In my opinion, the Middle Age alchemists who made gunpowder and first primitive bombs, didn't need to establish research programs to worry about advances in bomb-making leading to the threat of Mutually Assured Nuclear Destruction.

If they had tried (maybe they did?), maybe they would have come up with ideas like very heavy regulation of the trade of saltpeter, so that no one has enough to make a verybigbomb.

I agree that everything you described will happen in the future. But in my opinion we are at a Middle Age alchemist's level in AI research (no offense to AI researchers) and we can safely wait a 100 years, and let those people worry about the existential threat. They will be in a much better position to do so appropriately, because they will know much more than we do. And they will not be late, either.

1 comments

In this case the worst case would be very fast development of dangerous AI, and I'm not sure the 100 years is anywhere close to the lower bound. Low-end estimates for the computation power needed to run something equivalent to full human cognition are around 1 petaflop [1]. Google's total computing power in 2012 was estimated at 40 petaflops [2]. Of course it's split wide to a wide network of computers, but the human brain we're looking for comparison looks like a pretty parallelizable design. So we seem to already be at point where it might just be the lack of very clever programming that keeps us from getting a weakly superhuman AI running in the Google internals.

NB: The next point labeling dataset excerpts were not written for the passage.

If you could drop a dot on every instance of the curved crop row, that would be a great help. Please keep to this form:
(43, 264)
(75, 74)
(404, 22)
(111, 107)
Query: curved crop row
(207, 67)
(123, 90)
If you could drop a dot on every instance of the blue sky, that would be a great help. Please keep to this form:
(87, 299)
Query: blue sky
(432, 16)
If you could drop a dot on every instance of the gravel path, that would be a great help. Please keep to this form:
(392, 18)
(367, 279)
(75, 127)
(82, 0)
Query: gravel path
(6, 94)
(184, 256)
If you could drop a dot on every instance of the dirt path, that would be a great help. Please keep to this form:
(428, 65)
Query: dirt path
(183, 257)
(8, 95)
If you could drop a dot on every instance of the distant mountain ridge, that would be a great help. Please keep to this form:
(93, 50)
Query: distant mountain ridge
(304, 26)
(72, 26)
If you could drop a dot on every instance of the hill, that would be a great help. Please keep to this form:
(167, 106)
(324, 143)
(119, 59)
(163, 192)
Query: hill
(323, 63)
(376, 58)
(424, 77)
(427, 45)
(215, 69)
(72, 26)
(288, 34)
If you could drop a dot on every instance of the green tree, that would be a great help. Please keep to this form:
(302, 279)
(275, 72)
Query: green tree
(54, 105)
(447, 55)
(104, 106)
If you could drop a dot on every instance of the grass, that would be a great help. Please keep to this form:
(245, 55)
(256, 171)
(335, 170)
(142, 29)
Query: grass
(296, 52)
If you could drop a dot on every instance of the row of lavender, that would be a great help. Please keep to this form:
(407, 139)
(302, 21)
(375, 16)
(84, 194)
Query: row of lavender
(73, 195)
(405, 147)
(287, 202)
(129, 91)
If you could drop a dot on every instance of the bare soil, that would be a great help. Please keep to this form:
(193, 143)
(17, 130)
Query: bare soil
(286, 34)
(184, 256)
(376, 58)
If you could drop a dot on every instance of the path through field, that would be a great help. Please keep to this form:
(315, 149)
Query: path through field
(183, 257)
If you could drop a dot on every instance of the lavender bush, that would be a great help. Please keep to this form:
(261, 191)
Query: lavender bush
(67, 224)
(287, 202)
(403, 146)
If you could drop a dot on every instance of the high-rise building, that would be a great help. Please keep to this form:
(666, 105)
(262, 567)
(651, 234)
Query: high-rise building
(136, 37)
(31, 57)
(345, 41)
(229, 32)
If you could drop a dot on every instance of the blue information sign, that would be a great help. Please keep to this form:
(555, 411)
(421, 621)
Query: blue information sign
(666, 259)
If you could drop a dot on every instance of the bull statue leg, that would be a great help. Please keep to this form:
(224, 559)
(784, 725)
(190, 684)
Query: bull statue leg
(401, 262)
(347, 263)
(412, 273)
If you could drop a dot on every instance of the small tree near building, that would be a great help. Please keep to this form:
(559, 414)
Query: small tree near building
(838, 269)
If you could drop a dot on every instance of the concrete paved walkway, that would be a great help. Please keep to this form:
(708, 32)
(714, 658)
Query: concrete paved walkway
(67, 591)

It looks like we've got ways to go there though, current programs don't seem to even begin to act anything like an adult human. So if the problem was to engineer an out of the box adult human level AI, we might again assume that there's obviously decades of work left to do before anything interesting can be developed. The problem now is that that's not how humans work. Humans start out as babies and learn their way up to adult cleverness. I can tell that an AI is nowhere near having an adult human intelligence out of the box, but I'm far less sure how to tell that an AI is nowhere near being able to start a learning process that makes it develop from something resembling a useless human baby towards something resembling an adult human in capabilities.